Abstract -
Introduction
Nanoscale computing for either CMOS or non-CMOS technology is widely agreed to be characterized by nondeterministic and unreliable behavior. In the case of nanometer CMOS designs, uncertainties stem from process and system parameter variability and their impact on performance and behavior of switching devices, as well as from increased susceptibility to soft errors which may thus create incorrect or faulty functionality. For non-CMOS nanoscale electronics (such as molecular or self-assembly), uncertainties in operation originate in the inherent non-deterministic switching behavior of such devices. While fault-tolerant computing is a mature area of research, automatically designing reliable systems out of unreliable components may prove to be a challenging task. As a natural solution to the fault-tolerance problem, the use of redundancy has been proposed and analyzed theoretically as early as five decades ago in the seminal work of von Neumann [1] and more recently by others [2, 3, 4, 5, 6, 7] . While a practical solution to synthesizing in an automated manner nanoscale designs that are inherently fault-tolerant has yet to be found, nonetheless such theoretical results offer a good insight into the achievable limits of error-resilience and required minimum redundancy (or extra logic) needed. Furthermore, in the case of CMOS nanoscale technology, power density and energy cost have become the main design bottlenecks [8] . Adding redundancy in the hope of increasing error-resilience has the negative effect of eventually decreasing the energy efficiency of a given design. Thus, given the clear trade-off between achieving resilience via redundancy addition and energy efficiency, tools that can aid and guide the design process in a nanoscale design methodology become mandatory.
This paper is a step in this direction, by proposing theoretic lower bounds and trade-offs between energy efficiency and redundancy needed for achieving a certain error-resilience level. Such bounds and theoretical trade-offs provide valuable insights early in the design process and may aid and guide the automatic synthesis process of nanoscale systems. While the faulttolerance aspects described in this paper are relevant for any type of nanoscale designs based on emerging technologies that inherently include non-determinism in normal operation, we will restrict ourselves to considering as a driver application computing systems that use electrons and energy barriers to represent or manipulate their states [9] . CMOS nanoscale designs are one such example. Based on first principle physics laws, it has been shown recently [9] that power density of such designs will reach in the next decade values close to 100 Watts/ cm 2 . These power densities, coupled with increased complexities and integration densities, put a lot more pressure on achieving more efficient designs in the nanoscale era. To address this problem, we consider the case of fault-tolerant nanoscale systems which need to rely on added redundancy to be able to cope with increased error rates. To characterize the available trade-offs between the required redundancy and the associated energy cost, we propose the use of a complexity theory-based framework.

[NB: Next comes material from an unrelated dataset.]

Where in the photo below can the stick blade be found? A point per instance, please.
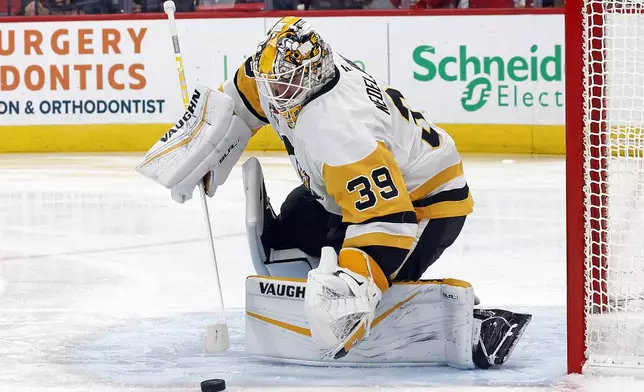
(217, 338)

Related Work and Paper Contribution
This paper addresses the impact of error-resilience and redundancy in a theoretical framework that can guide the design process for nanoscale systems. Our framework is able to provide bounds on the energy cost associated with achieving a given error-resilience level for a design based on error-prone gates (characterized by non-deterministic behavior), while also detailing when these bounds are likely to be tight. As opposed to the theoretical bounds developed by von Neumann and his successors [1, 2, 3, 4, 5, 6] , our approach does not assume any particular use of redundancy, such as majority voting or parallel restitution [1] . Instead, it is based on a framework relying on information theory concepts [7] to quantify the energy efficiency of nanoscale designs in the presence of errors.

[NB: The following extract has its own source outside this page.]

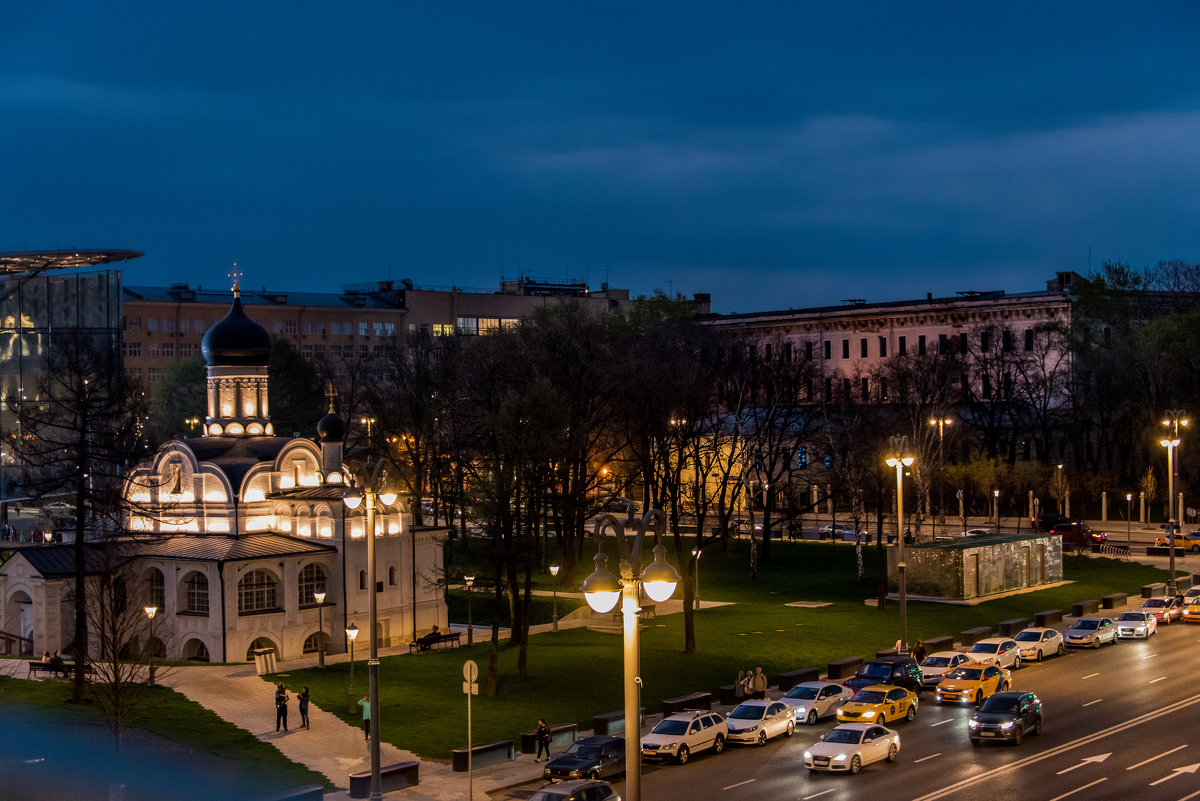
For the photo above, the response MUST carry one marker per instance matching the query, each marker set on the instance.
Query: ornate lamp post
(603, 590)
(900, 459)
(352, 498)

While the problem of analyzing the fault-tolerance of nanoscale designs under given gate or wire error models has been recently started to gain interest [10] , no such study has linked the error-resilience of a circuit to its energy efficiency. Recent work [11] has shown, using information theoretic arguments, that it is possible to trade-off energy efficiency and fault-tolerance through the use of voltage scaling. Indeed, by allowing the voltage to be reduced, power cost is reduced significantly, while noise level is increased, thereby allowing for trading-off energy and error-resilience. However, our goal is different. We propose to quantify how added redundancy necessary for achieving reliable operation out of unreliable components impacts overall energy efficiency of a nanoscale design. In addition, our approach is not bound to any particular type of redundancy (based on techniques such as majority voting or parallel restitution) and assumes that "noisy" gates and can be modeled as error-free devices cascaded with a symmetric communication channel modeling the error. In addition, while previous work [11] has linked energy efficiency and fault-tolerance in an information theoretic environment, it targets voltage scaling-reliability trade-offs and does not address entities that are more complex than a single gate or device. Our theoretical framework is able to completely characterize complex designs in terms of the energy-errorresilience trade-offs, while also providing insights into the relative contributions of static and switching energy.
Preliminaries
Without loss of generality, we restrict ourselves to nanoscale systems with the following characteristics:
• Circuits are assumed comprised of devices or gates that can be either error-free, or failure prone.
1
• We consider the case of error-free and failure-prone circuits in which internal gates can fail independently with a probability . 2 We assume that any interconnect error probabilities are lumped into device error probabilities.
•
We also consider device (gate) output error probabilities modeled as symmetric communication channels with an ε error probability. As shown in Figure 1 , each failure-prone device is assumed modeled as an error-free device cascaded with a symmetric communication channel. • For the case of failure-prone circuits, we consider the case of -reliable computation, that is, with probability of 1-δ, the output of the circuit is correct.
• While not restricting ourselves to any particular technology characterized by failure-prone operation, we consider the case of systems that use electrons and energy barriers to represent or manipulate their states. Examples include nanoscale CMOS applications or systems comprised of irreversible logic switch devices.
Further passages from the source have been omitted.